Pour combattre les changements climatiques, des scientifiques effectuent des travaux de recherche pour trouver des essences d’arbres qui s’adaptent plus facilement aux milieux instables.

Pour combattre les changements climatiques, des scientifiques effectuent des travaux de recherche pour trouver des essences d’arbres qui s’adaptent plus facilement aux milieux instables.

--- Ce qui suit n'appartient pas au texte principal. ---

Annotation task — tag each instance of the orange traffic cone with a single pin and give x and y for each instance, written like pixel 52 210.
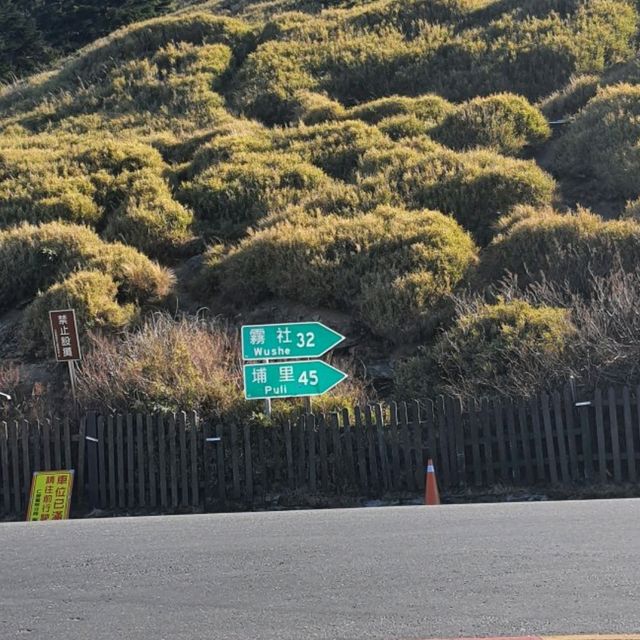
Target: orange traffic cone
pixel 431 494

Les zones climatiques migrent progressivement vers le nord, mais les arbres ne sont pas tous capables de suivre le rythme – certaines essences éprouvent des difficultés, d’autres sont plus résilientes. Le Canada, qui abrite plus de 100 essences d’arbres, fait actuellement l’objet d’un passionnant projet de recherche collaborative qui vise à déterminer quelles sont les essences les plus susceptibles de s’adapter à ces changements et celles qui risquent au contraire de ne pas prospérer dans ce contexte. Les résultats de ce projet pourraient amener les aménagistes forestiers à changer leurs critères de sélection des essences utilisées pour le reboisement afin d’assurer la robustesse de nos forêts en cette période de changement.

Debout dans une serre, une femme et un homme entourés de miniserres tiennent des plateaux de semis.
Debout dans une serre, Mackenzie Good et Rob Vaughn sont entourés de miniserres (ou phytotrons) programmées pour reproduire des conditions ambiantes particulières.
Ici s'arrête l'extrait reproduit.